So, with the three blogs that I keep, you might expect that I would post more often. Lately, though, I've been finishing a project that has meant a great deal to me over the years.
It started a little over six years ago, when I took a creative writing class in college and my professor told me that I needed to work on "creating a scene". Apparently, I spent too much time on dialogue and not enough on descriptions of characters and settings (a problem I still have, at times). Anyway, one week I decided to engage in a little exercise. I described a man taking a walk down a forest trail, including the sights, sounds, smells, feel, and even taste of the forest. I was rather pleased with the result, actually.
Not one to let a good (or even a bad) piece of writing go to waste, I decided to give the man a story of his own. I created a world (a very rudimentary one at the time), gave him a mission, several companions, and a barebones personal background. Two years later, I had a short story ready to send to a fantasy magazine. At least, I thought I did. It was rejected, as it should have been. The plot was interesting, but the story was a piece of crap. The narrative was boring, the characters were underdeveloped, and the writing was so horrible that a friend of mine later was prompted to say "Surely such a thing could not have come from you!" Okay, she was exaggerating a little, but it was pretty awful just the same.
After I got the rejection notice, I started over. I spent more time developing the characters and the world they inhabited. I especially spent more time on my main character, his own history and personality. I thought I could get by with just outlining his early years, the events that led him to the point where the original story began; but every step along the way, I found myself narrating the events instead of just outlining them. As I did, I realized that his story started much earlier than I had originally thought.
I finally was able to work my way back to the "beginning". The story that I just now completed was not the first major or significant event in his life, but it is the first time his life changed through his own doing and not someone else's.

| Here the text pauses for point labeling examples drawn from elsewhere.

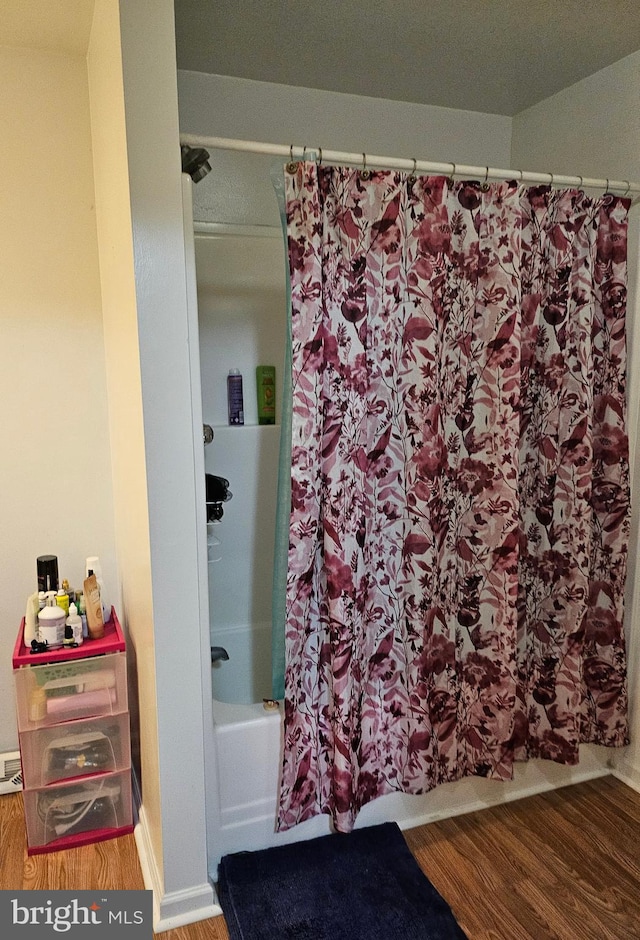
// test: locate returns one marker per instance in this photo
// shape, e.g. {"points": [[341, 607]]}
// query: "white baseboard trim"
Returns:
{"points": [[629, 775], [177, 908]]}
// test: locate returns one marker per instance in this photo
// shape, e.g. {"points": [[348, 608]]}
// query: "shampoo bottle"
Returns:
{"points": [[235, 398], [31, 620], [74, 620], [93, 567], [266, 389]]}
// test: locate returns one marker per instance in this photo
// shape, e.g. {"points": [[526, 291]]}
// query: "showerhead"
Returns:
{"points": [[195, 162]]}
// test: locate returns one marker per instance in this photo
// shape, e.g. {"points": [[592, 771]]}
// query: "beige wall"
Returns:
{"points": [[125, 396], [55, 466]]}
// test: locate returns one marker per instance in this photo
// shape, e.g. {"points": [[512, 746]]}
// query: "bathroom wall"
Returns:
{"points": [[593, 129]]}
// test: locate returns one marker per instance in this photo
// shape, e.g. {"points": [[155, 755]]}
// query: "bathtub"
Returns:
{"points": [[248, 748]]}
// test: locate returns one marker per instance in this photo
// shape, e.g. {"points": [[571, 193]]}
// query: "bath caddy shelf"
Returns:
{"points": [[73, 729]]}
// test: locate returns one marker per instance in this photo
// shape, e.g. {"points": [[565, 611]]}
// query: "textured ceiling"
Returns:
{"points": [[495, 56]]}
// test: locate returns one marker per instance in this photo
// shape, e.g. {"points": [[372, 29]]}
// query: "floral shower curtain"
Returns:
{"points": [[459, 488]]}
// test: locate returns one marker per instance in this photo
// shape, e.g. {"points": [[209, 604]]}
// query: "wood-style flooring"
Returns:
{"points": [[564, 865]]}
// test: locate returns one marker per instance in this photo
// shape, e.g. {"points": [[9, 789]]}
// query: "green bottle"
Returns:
{"points": [[266, 389]]}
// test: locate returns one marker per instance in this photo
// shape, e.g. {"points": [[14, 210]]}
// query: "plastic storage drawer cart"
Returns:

It's taken me about four years to reach this point, but I've finally submitted another story for publication.
Intergalactic Medicine Show is an online magazine founded by Orson Scott Card, one of the most renowned science-fiction and fantasy authors of the late twentieth and early twenty-first centuries. I submitted my story "The Trials of Seffin Phel: Bandits of Moftal" to the magazine this week. Now begins the waiting, which could take as long as three months, until I learn whether or not they feel it's right for their publication. In the meantime, I'll be working on the next story in the series; and when that one is finished, I'll work on the next one.